Apreciemos a questão suscitada.
Atenta a data da interposição da ação executiva (23/10/2013), mostra-se aplicável aos autos o Código de Processo Civil aprovado pela Lei nº 41/2013, de 26 de junho.
Sobre a legitimidade do exequente e do executado, dispõe o artigo 53º do aludido Código, estipulando, na parte que agora nos interessa para aferir da invocada ilegitimidade passiva, que a execução deve ser instaurada contra a pessoa que no título tenha a posição de devedor.
Na concreta situação dos autos, dos elementos do processo, resulta que o título executivo apresentado foi a sentença condenatória mencionada no ponto 1 dos factos assentes. Na mesma consta como devedor da exequente, ora apelada, a sociedade EE, Lda., ou seja, as apelantes não constam no título executivo apresentado como devedoras da apelada.

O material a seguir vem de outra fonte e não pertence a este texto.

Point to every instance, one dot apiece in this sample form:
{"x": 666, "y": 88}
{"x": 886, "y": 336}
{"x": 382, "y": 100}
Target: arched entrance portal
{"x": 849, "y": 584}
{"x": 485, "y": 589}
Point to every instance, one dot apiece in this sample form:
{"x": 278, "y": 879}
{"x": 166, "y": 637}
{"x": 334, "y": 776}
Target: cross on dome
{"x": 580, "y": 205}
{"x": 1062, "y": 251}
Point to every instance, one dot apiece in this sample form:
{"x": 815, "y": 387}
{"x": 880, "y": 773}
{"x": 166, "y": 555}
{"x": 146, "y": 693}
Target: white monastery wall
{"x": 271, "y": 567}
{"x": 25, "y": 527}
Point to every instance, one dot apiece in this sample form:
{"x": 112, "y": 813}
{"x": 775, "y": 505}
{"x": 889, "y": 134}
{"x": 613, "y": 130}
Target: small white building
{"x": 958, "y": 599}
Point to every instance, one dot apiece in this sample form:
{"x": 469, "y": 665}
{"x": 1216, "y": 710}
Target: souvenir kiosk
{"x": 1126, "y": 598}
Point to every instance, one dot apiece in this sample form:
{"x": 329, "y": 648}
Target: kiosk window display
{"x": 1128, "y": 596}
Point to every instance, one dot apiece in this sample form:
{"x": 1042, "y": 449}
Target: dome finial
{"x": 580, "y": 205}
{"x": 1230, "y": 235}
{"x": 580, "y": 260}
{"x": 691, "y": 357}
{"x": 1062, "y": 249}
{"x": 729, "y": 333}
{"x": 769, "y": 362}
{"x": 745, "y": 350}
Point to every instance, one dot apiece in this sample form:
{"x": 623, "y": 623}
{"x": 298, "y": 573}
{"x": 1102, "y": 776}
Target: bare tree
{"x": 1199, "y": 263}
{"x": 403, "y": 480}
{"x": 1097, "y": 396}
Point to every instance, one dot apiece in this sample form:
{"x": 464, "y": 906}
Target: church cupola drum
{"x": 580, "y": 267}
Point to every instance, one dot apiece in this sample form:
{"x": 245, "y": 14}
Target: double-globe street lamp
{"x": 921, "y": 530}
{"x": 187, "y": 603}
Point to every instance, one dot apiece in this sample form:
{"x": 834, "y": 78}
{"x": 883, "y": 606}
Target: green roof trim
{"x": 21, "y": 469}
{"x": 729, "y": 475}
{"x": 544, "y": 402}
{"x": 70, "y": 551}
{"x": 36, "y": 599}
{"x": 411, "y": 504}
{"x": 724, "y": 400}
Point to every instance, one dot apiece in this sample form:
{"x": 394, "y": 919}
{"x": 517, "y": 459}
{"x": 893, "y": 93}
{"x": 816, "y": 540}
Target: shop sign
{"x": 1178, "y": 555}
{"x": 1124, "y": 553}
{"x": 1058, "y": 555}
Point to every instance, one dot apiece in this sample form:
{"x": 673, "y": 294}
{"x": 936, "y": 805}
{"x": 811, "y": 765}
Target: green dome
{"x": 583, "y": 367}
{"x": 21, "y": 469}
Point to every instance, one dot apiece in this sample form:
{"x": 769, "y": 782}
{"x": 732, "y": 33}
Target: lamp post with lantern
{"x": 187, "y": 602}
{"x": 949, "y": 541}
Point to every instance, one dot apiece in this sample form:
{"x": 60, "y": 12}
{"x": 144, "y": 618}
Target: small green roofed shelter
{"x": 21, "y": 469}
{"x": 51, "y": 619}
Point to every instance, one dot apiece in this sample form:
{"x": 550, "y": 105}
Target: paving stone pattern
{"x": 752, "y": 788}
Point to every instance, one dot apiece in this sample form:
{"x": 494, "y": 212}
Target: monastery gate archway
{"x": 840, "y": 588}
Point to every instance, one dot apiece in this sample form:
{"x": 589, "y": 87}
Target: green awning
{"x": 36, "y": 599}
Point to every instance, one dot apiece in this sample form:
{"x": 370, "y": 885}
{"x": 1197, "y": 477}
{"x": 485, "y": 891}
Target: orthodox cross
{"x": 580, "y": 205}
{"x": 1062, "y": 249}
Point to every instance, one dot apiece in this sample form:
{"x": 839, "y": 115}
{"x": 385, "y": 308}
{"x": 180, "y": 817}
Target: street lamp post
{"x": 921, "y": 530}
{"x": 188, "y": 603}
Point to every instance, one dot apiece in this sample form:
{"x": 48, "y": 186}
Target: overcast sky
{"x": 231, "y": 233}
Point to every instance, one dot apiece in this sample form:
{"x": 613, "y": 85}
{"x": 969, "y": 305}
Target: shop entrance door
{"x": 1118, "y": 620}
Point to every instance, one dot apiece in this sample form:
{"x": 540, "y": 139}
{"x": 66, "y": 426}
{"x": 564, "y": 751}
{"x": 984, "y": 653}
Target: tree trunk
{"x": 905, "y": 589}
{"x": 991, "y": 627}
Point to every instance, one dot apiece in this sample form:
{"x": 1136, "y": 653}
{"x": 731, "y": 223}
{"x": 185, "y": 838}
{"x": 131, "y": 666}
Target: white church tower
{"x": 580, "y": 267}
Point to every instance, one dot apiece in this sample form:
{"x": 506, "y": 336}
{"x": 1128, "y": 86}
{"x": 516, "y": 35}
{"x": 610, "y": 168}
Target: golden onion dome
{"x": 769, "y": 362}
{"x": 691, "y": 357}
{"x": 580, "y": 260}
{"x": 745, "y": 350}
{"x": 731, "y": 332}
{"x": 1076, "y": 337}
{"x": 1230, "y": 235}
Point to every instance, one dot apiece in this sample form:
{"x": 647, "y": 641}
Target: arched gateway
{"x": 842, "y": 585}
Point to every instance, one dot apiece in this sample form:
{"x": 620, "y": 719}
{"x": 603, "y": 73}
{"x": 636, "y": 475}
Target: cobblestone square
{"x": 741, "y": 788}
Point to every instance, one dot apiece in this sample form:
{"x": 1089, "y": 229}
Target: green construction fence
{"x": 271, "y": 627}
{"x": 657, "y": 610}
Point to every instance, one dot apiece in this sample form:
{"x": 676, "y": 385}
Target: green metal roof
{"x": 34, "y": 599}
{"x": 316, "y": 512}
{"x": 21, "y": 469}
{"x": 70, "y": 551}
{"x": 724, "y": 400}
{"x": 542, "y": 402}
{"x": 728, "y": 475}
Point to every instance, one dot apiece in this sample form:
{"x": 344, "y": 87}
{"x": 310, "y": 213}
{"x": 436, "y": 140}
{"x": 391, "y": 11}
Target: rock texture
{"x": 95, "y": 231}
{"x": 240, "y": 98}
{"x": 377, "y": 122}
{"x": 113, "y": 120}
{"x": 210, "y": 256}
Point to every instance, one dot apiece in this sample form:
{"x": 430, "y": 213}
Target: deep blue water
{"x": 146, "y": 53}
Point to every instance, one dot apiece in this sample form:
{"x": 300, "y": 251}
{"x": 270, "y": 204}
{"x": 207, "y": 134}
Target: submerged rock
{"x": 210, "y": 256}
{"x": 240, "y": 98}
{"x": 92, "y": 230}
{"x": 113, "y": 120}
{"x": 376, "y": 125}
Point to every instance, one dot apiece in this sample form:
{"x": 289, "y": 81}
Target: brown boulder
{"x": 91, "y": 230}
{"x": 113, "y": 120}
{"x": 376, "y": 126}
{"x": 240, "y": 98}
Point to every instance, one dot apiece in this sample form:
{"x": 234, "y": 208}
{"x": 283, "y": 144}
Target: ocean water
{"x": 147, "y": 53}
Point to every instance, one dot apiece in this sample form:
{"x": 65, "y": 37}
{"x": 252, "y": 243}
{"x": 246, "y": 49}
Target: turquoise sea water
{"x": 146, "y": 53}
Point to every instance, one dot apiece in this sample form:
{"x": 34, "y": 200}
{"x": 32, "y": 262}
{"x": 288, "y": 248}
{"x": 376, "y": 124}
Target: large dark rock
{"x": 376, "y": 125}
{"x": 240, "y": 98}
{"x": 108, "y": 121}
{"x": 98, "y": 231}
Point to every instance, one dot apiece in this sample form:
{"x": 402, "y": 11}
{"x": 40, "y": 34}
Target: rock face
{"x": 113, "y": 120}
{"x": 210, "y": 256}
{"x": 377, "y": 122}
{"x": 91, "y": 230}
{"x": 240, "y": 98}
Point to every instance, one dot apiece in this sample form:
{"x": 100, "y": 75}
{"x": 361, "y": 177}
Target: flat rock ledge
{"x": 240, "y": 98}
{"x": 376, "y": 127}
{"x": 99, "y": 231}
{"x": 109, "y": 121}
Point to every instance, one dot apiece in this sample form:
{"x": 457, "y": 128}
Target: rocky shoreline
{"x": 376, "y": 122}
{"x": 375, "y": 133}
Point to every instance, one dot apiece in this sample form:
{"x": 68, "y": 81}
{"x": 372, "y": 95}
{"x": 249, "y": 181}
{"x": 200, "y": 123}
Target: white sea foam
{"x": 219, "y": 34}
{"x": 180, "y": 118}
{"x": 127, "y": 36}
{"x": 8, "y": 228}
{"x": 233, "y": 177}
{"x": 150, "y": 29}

O tribunal de 1ª instância considerou, com interesse para a questão em análise, que:
«Atenta a matéria de facto provada e o disposto no artigo 334º do Código do Trabalho estas duas sociedades integram como únicas sócias a executada EE, Lda pelo que atento o disposto no artigo 55º do CPC e Acórdão do Tribunal da Relação de Évora de 17-01-2013 podem estar enquanto sócias da EE, Lda serem demandadas conjuntamente com a executada em sede de ação executiva.»
Tal entendimento não encontra apoio legal, nem sequer está conforme à jurisprudência citada.
Efetivamente, consagra o artigo 55º do Código de Processo Civil que «[a] execução fundada em sentença condenatória pode ser promovida, não só contra o devedor, mas ainda contra as pessoas em relação às quais a sentença tenha força de caso julgado.»
Estipula, pois, este preceito, uma extensão da eficácia subjetiva do caso julgado, com um carácter excecional, ou seja, sempre que exista uma norma especial que estende a força de caso julgado a terceiros que não foram objeto da sentença condenatória, esses terceiros podem ser demandados em sede de ação executiva.
Importa, então, analisar, se, no caso em apreço, existe algum normativo que estenda a eficácia subjetiva do caso julgado às apelantes
Do segmento da sentença recorrida supra citado, retira-se que o tribunal a quo considerou que se justificava demandar as apelantes na ação executiva, com fundamento na responsabilidade atribuída pelo artigo 334º do Código do Trabalho.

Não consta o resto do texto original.